Marcos llevaba inconsciente varios días. La fiebre lo había debilitado de tal modo que perdió el apetito, la fuerza y el sentido. No hacía mucho tiempo que se había escapado de una fortaleza en la que cumplía condena por haber poseído a la esposa de un despótico y rico caballero. El propio caballero  ejerció de juez y quiso ser su verdugo. Pero las desesperadas súplicas de su infiel esposa removieron su corazón  y su sospechada sentencia. Se pudriría hasta perecer en las mazmorras de su fortaleza. Pero un buen día, la entristecida dama, ignorada y maltratada por su marido y presa de un amor que no duró más que un suspiro, quiso vengar su deshonra y volver a ver al único hombre que la amó con pasión. Una noche,  aprovechando la ausencia de su esposo y de una buena parte de la guarnición, bajó hasta la subterránea galería en donde se hallaban los calabozos. Se acercó al carcelero, que roncaba a pierna suelta, y, sin más contemplaciones que la de asegurarse que llevaba las llaves atadas a su cinturón, le sajó el pescuezo de una sola pasada con un cuchillo que relumbraba como la luna llena en una noche de tinieblas. Ella, que conocía perfectamente el laberinto de galerías que surcaban los subterráneos del castillo, lo condujo afanosamente al exterior. Un arquero, que se hallaba en una de las torres, los divisó. Al percatarse de que el reo huía con la esposa de su señor, lanzó una flecha para detener las ansias de libertad del preso, pero justo en ese preciso momento la dama se interpuso entre la flecha y su Cupido. Su cuerpo quedó tendido, sin aliento, con el corazón dormido.
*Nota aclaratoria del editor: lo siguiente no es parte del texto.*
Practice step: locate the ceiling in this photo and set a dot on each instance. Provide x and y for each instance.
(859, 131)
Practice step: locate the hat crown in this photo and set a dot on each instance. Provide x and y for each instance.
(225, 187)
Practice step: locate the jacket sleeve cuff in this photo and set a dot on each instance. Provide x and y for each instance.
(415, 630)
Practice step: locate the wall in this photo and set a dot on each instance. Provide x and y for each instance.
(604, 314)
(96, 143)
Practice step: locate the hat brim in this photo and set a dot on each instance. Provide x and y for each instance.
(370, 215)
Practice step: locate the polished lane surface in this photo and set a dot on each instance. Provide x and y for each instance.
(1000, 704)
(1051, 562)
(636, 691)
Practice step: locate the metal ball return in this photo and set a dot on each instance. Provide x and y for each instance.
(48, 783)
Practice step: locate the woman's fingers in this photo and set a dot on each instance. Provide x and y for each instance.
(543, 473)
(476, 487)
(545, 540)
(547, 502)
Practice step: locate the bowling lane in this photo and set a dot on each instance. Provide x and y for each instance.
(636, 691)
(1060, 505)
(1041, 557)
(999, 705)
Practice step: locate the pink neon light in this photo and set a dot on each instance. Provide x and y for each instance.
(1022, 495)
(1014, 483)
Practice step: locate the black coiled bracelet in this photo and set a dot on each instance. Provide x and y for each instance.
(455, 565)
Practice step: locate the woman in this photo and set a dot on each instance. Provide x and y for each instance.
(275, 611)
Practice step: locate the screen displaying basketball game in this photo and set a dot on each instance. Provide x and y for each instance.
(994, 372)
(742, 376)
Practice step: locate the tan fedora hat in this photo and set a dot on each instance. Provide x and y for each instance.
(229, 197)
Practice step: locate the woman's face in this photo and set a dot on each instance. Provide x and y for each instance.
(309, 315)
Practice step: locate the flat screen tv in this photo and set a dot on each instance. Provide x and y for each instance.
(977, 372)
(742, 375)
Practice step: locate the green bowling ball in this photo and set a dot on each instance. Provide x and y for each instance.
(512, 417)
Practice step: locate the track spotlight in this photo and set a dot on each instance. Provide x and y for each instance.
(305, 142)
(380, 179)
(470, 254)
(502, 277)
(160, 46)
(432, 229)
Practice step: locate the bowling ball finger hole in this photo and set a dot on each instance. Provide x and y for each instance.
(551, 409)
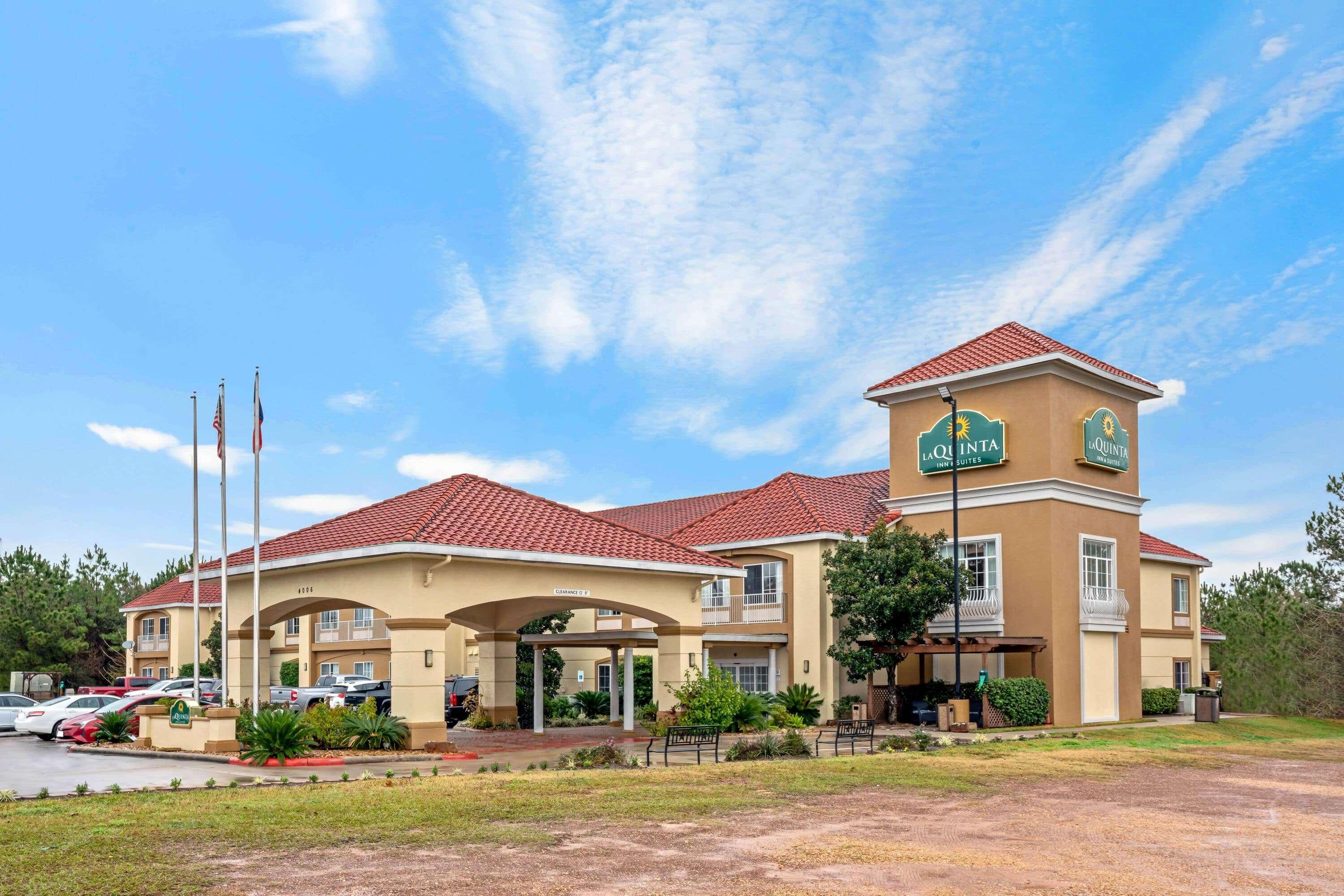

Una segunda flecha salió, convencida de su infalibilidad, en su busca. La diosa Fortuna la interceptó y permitió que la fuga se consumara. Se escondía durante el día y erraba perdido durante la noche, hasta que se sintió a salvo de sus supuestos perseguidores, pero no del hambre, del  frío y de los depredadores. En su calvario solo encontró la compañía de un perro extraviado y el calor de una cabaña que rezaba para que el viento no la derribara…
Y quiso el destino que en su huida Victoriano se fuera encontrando con personajes tan extraños, pintorescos y tan humanamente bellos; de ahí que se sintiera el hombre más rico y afortunado entre aquella gente y en aquel momento. Y quiso el destino que no fuera un espejismo sino una realidad de ensueño que  aquellos ojos verdes le acompañaran en su periplo por aquellos seductores y verdes caminos.